Bogor (29/4) Hasil Pemilu 1997 yang menempatkan Golkar sebagai pemenang pemilu tidak memiliki legitimasi dimata rakyat pasca turunnya Presiden Soeharto. Legitimasi diperlukan untuk mengubah situasi negara yang dalam keadaan krisis. Atas alasan itu, maka Presiden BJ. Habibie mengusulkan pelaksanaan Pemilu dipercepat, kemudian Presiden BJ Habibie melakukan kosultasi dengan pimpinan DPR/MPR pada tanggal 25 Mei 1998 untuk membahas hal tersebut dan bersepakat untuk melaksanakan Pemilu lebih cepat. Dalam Sidang Istimewah MPR 10-13 November diputuskan bahwa Pemilu dilaksanakan pada tanggal 7 Juni 1999.

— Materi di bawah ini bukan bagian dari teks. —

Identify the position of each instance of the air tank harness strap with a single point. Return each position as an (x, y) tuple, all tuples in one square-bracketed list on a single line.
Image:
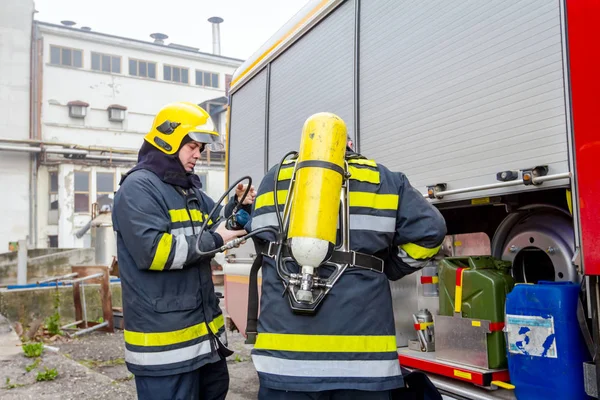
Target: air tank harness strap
[(321, 164), (352, 258)]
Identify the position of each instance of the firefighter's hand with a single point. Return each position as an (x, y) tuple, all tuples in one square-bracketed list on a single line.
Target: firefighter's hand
[(228, 235), (239, 192)]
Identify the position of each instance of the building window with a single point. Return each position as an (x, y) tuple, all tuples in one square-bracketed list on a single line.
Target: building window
[(105, 188), (77, 109), (52, 240), (53, 198), (106, 63), (144, 69), (175, 74), (82, 191), (116, 113), (228, 79), (66, 56), (207, 79), (54, 190)]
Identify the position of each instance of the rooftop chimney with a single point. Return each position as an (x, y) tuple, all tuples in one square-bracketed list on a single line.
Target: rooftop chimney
[(159, 38), (215, 21)]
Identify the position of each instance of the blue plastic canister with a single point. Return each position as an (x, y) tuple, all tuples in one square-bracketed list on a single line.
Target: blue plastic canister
[(546, 349)]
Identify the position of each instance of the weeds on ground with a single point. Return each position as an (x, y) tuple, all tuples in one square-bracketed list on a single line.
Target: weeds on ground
[(101, 364), (12, 385), (33, 366), (47, 375), (33, 349), (53, 321)]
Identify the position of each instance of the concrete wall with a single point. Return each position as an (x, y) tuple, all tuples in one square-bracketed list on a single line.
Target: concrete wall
[(15, 39), (43, 266), (143, 97), (27, 305)]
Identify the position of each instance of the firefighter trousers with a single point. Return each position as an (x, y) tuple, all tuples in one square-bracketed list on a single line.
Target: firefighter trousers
[(209, 382)]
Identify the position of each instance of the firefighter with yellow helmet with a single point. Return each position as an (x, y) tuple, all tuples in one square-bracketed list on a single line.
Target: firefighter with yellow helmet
[(175, 341)]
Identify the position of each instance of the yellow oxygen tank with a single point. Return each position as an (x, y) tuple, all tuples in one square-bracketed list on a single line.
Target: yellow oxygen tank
[(316, 198)]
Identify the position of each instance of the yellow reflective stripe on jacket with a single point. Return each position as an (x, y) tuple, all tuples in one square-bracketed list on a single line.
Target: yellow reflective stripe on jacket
[(325, 343), (181, 215), (174, 337), (361, 161), (364, 175), (286, 173), (374, 200), (161, 255), (358, 174), (357, 199), (419, 252)]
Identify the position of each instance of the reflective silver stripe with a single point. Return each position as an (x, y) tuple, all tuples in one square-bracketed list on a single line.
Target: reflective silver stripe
[(223, 338), (169, 356), (180, 252), (327, 368), (187, 231), (372, 223), (267, 219)]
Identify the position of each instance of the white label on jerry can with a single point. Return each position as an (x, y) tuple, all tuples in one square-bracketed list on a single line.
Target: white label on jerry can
[(531, 335)]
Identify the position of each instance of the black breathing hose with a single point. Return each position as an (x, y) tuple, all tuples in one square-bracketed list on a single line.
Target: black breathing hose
[(237, 241)]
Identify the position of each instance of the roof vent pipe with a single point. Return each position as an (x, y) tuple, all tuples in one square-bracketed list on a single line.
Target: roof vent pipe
[(159, 38), (215, 21)]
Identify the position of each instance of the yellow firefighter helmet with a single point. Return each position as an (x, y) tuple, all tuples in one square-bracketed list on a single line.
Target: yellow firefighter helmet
[(176, 120)]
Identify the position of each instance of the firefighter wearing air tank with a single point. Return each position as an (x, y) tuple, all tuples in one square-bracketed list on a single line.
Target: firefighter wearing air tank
[(346, 348), (175, 341)]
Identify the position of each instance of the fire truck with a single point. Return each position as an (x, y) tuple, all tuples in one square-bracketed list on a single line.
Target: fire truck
[(490, 108)]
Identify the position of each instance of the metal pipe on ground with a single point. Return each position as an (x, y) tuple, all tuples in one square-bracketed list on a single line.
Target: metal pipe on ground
[(57, 278), (90, 329)]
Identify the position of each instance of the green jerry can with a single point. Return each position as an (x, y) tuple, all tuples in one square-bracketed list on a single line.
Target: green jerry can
[(483, 283)]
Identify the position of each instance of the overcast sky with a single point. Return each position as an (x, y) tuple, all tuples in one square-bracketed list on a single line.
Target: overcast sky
[(247, 25)]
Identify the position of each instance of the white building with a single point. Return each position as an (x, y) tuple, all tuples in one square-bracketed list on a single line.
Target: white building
[(96, 95), (15, 168)]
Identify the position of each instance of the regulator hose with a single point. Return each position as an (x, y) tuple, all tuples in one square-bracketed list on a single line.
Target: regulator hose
[(237, 241)]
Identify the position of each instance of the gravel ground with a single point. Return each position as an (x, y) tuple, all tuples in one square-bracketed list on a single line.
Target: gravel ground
[(92, 367)]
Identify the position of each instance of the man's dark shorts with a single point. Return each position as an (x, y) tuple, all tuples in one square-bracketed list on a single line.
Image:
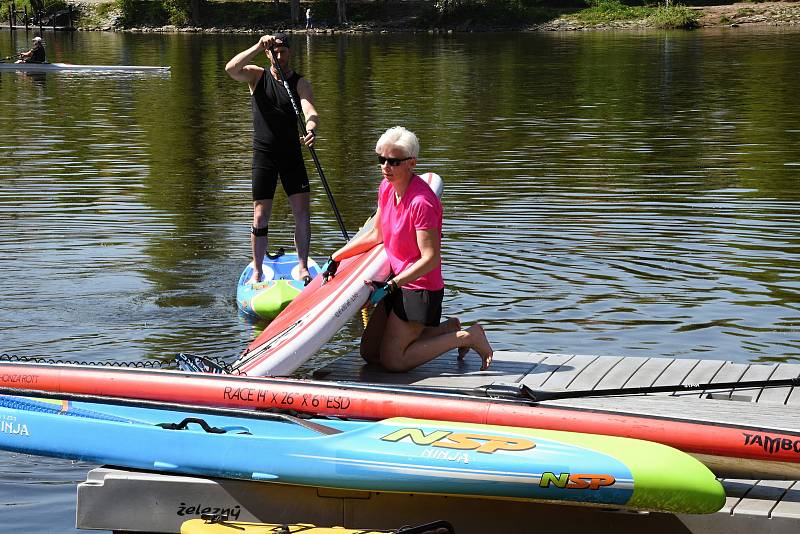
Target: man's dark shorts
[(416, 305), (267, 167)]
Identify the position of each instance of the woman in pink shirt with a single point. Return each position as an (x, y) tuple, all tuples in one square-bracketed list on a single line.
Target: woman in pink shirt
[(405, 330)]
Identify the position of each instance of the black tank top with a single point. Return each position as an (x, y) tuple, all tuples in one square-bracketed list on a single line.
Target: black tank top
[(274, 120), (37, 56)]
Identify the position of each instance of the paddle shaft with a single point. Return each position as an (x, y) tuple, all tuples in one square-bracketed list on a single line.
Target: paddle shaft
[(521, 392), (310, 148)]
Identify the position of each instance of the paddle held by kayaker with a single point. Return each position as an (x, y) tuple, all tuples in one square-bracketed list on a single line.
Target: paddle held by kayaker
[(404, 330), (277, 144)]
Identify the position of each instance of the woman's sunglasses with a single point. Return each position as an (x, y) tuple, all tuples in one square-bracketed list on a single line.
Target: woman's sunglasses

Pemilu 1999 merupakan Pemilu pertama pasca Orde Baru sekaligus penting demokrasi baru di Indonesia.  Selain memilih anggota Dewan Perwakilan Rakyat dan Dewan Perwakilan Rakyat Daerah juga pertama kalinya dipilih anggota Dewan Perwakilan Daerah. Anggota DPD ini menggantikan Fraksi Utusan Daerah di MPR yang kemudian menjadi DPD. Pemilu kali ini sangat berbeda dari Pemilu sebelumnya dimana dulu terdiri dari 2 Partai Politik dan Golkar. Dalam UU No. 2 tahun 1999 tentang Partai Politik banyak bermunculan partai baru. Pada Pemilu 1999 terdapat 48 Partai Politik peserta Pemilu dan PNS dan TNI/Polri dilarang memihak salah satu konsestan partai politik peserta pemilu.

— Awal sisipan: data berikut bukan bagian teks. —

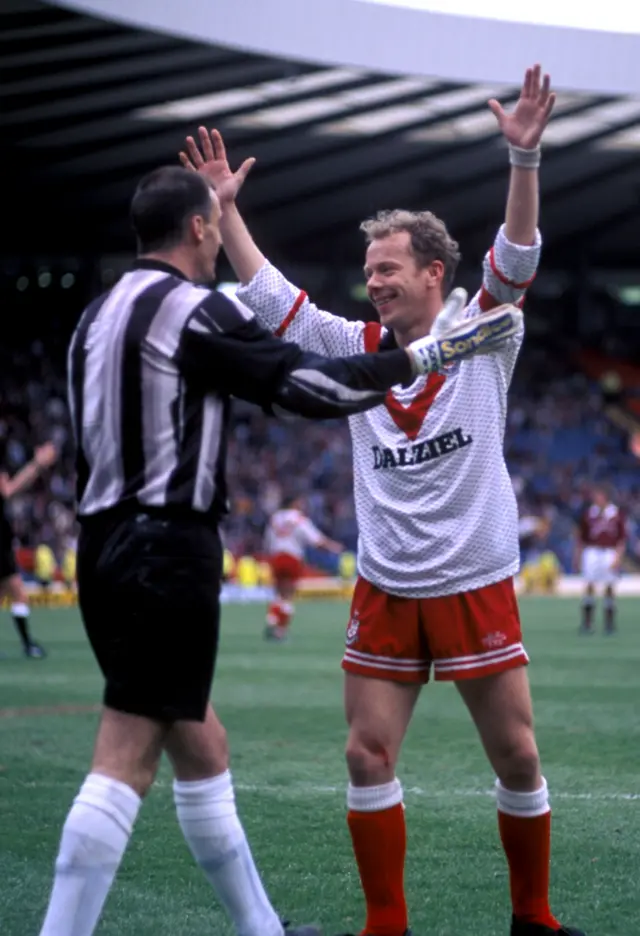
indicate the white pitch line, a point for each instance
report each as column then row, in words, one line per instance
column 315, row 790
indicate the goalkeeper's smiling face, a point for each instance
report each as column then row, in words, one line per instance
column 407, row 296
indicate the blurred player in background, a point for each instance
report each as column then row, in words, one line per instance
column 11, row 584
column 437, row 518
column 601, row 543
column 289, row 533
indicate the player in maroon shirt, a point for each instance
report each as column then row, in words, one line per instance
column 602, row 539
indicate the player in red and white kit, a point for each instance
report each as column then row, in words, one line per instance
column 601, row 542
column 437, row 518
column 288, row 535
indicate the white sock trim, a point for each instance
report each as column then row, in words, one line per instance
column 525, row 805
column 207, row 815
column 118, row 800
column 220, row 786
column 374, row 799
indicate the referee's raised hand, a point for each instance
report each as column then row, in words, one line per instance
column 45, row 455
column 213, row 164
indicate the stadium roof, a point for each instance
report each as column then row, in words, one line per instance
column 89, row 106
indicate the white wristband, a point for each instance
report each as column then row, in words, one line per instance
column 525, row 159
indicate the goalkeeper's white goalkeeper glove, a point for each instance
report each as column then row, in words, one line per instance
column 481, row 334
column 451, row 314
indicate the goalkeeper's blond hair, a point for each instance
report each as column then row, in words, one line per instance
column 430, row 239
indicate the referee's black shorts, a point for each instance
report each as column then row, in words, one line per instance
column 7, row 559
column 148, row 589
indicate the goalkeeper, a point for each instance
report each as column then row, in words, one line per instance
column 436, row 512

Untuk menghindari campur tangan pemerintah dan menjaga objektifitas Pemilu dalam pelaksanaan Pemilu 1999 dibentuklah Komisi Pemilihan Umum (KPU). KPU 1999 di ketuai oleh Bapak Jend (purn) Rudini. Bapak Adnan Buyung Nasution dan Harun Al Rasyid sebagai Wakil Ketua. KPU terdiri dari 48 anggota yang mewakili 48 partai politik dan ditambah 4 wakil pemerintah. Hasil dari Tabulasi Nasional Pemilu 1999 di KPU dimenangkan oleh PDI Perjuangan, kemudian Golkar, PKB, PPP, PAN, dan PBB.